- Born: Amsterdam, the Netherlands
- Education: Guildhall School of Music and Drama
- Occupation: Actress
- Years active: 2000-present

= Whoopie Van Raam =

Dutch actress

Whoopie Van Raam is a Dutch actress, known for her roles in Meg 2: The Trench, Watson and Counterpart.

== Early life and education ==
Van Raam was born in Amsterdam and grew up in The Netherlands and Spain. She studied classical Piano at the Conservatory in The Netherlands where she received a Bachelor of Music before moving to London to study acting at the prestigious Guildhall School of Music and Drama.

== Career ==
Van Raam’s career started in The Netherlands where she starred in series and feature films such as Spangas, Roes, Onderweg naar Morgen and Radeloos.

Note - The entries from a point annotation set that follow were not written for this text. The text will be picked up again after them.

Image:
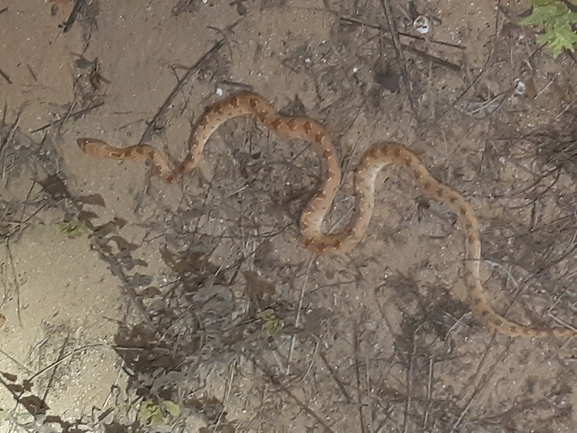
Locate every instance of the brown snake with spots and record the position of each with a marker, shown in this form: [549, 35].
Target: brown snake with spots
[374, 159]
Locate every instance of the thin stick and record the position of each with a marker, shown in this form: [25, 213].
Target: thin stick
[155, 122]
[297, 320]
[386, 4]
[74, 115]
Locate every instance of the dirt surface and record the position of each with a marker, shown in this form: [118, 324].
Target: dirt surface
[135, 305]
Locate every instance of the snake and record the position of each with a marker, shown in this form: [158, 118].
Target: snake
[313, 237]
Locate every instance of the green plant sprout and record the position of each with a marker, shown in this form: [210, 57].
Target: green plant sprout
[557, 17]
[153, 413]
[73, 229]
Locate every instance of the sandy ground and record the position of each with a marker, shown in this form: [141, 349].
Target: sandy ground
[120, 290]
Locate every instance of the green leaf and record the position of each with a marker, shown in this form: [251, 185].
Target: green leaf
[171, 407]
[562, 38]
[557, 19]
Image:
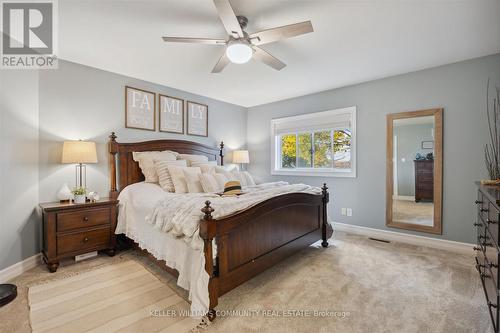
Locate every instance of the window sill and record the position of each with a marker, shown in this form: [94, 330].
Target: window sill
[303, 173]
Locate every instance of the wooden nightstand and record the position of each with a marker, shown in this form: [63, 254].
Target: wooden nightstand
[73, 229]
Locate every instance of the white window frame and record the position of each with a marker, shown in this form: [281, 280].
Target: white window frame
[327, 172]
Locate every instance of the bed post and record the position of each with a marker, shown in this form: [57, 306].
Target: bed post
[207, 232]
[326, 198]
[221, 152]
[113, 150]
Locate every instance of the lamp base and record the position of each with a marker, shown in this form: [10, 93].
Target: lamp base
[8, 292]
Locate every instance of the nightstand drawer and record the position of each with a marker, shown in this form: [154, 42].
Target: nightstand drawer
[77, 242]
[82, 219]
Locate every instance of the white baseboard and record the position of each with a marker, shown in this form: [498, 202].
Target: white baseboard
[442, 244]
[17, 269]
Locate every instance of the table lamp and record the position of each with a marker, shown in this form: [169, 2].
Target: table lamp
[79, 153]
[241, 157]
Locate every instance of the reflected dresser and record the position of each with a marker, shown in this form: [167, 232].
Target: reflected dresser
[424, 180]
[487, 249]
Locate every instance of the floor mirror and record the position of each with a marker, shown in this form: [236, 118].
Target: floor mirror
[414, 170]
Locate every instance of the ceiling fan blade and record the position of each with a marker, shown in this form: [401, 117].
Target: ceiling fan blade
[279, 33]
[221, 64]
[228, 18]
[268, 59]
[194, 40]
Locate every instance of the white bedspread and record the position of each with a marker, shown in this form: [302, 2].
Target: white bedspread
[171, 232]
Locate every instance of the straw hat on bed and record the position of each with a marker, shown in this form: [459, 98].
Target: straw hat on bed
[232, 187]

In 2017 she made her professional stage debut in Babette’s Feast, playing Young Martine, directed by Bill Buckhurst for The Coronet Theatre, London.

A year later she landed a recurring role in the Starz series Counterpart from creator Justin Marks playing opposite J.K. Simmons and Nazanin Boniadi. After a series of roles in various television series, such as Bulletproof, The Syndicate and FBI: International, she landed the role of Curtis playing alongside Jason Statham and Wu Jing in the film Meg 2: The Trench directed by Ben Wheatley.

In March 2025 it was announced Van Raam was cast as the classic character Irene Adler in the new CBS Sherlock Holmes spin-off series Watson.